Question

. An 8-ton truck is initially going up a 20° ramp with a speed of 90 km/hr. The truck, then, brakes reaching a speed of 36 km/hr after 3 seconds. Assuming constant deceleration determine (a) the magnitude of the braking force, (b) the additional time required for the truck to stop.
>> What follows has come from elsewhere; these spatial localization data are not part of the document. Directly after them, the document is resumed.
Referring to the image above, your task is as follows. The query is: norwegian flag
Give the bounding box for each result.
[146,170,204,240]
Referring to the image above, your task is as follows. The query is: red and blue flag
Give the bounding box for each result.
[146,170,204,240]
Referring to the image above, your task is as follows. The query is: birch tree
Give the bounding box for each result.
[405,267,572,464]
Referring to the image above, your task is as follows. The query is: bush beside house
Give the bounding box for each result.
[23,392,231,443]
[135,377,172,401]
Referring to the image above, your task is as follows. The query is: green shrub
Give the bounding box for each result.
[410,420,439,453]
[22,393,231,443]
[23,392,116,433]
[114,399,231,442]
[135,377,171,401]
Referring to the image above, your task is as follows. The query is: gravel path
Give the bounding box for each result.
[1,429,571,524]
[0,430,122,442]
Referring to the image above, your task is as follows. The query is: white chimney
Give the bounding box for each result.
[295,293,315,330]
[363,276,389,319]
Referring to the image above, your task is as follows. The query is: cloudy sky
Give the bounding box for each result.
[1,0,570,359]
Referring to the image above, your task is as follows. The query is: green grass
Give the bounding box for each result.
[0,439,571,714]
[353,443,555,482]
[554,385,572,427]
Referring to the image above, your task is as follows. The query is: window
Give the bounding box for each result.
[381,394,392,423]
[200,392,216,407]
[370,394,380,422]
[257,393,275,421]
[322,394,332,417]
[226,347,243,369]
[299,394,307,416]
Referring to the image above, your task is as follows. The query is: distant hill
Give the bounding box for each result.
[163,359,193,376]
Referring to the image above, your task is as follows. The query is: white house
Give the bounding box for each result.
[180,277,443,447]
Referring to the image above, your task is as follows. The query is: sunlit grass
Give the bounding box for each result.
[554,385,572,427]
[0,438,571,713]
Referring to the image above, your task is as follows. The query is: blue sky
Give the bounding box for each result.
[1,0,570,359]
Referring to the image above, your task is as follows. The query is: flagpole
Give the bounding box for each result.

Neglect air resistance and rolling resistance.

Answer 1

Answer:

a) $F = 13166.468\,N$, b) $t = 2\,s.$

Explanation:

a) The equations of equilibrium for the truck are: (x' is the axis parallel to ramp, y' is the axis perpendicular to ramp)

During braking:

$\Sigma F_{x'} = - m\cdot g \cdot \sin \theta - F = m\cdot a$

$\Sigma F_{y'} = N - m\cdot g \cdot \cos \theta = 0$

The deceleration experimented by the truck is:

$a=\frac{(36\,\frac{km}{h} )\cdot (\frac{1000\,m}{1\,km} )\cdot (\frac{1\,h}{3600\,s} )-(90\,\frac{km}{h} )\cdot (\frac{1000\,m}{1\,km} )\cdot (\frac{1\,h}{3600\,s} )}{3\,s}$

$a = -5\,\frac{m}{s^{2}}$

The braking force is:

$F= - m\cdot (g\cdot \sin \theta+a)$

$F = -(8000\,kg)\cdot [(9.807\,\frac{m}{s^{2}} )\cdot \sin 20^{\textdegree}-5\,\frac{m}{s^{2}} ]$

$F = 13166.468\,N$

b) The additional time required for the truck to stop is:

$t = \frac{0\,\frac{m}{s}-(36\,\frac{km}{h} )\cdot(\frac{1000\,m}{1\,km} )\cdot (\frac{1\,h}{3600\,s} ) }{-5\,\frac{m}{s^{2}} }$

$t = 2\,s.$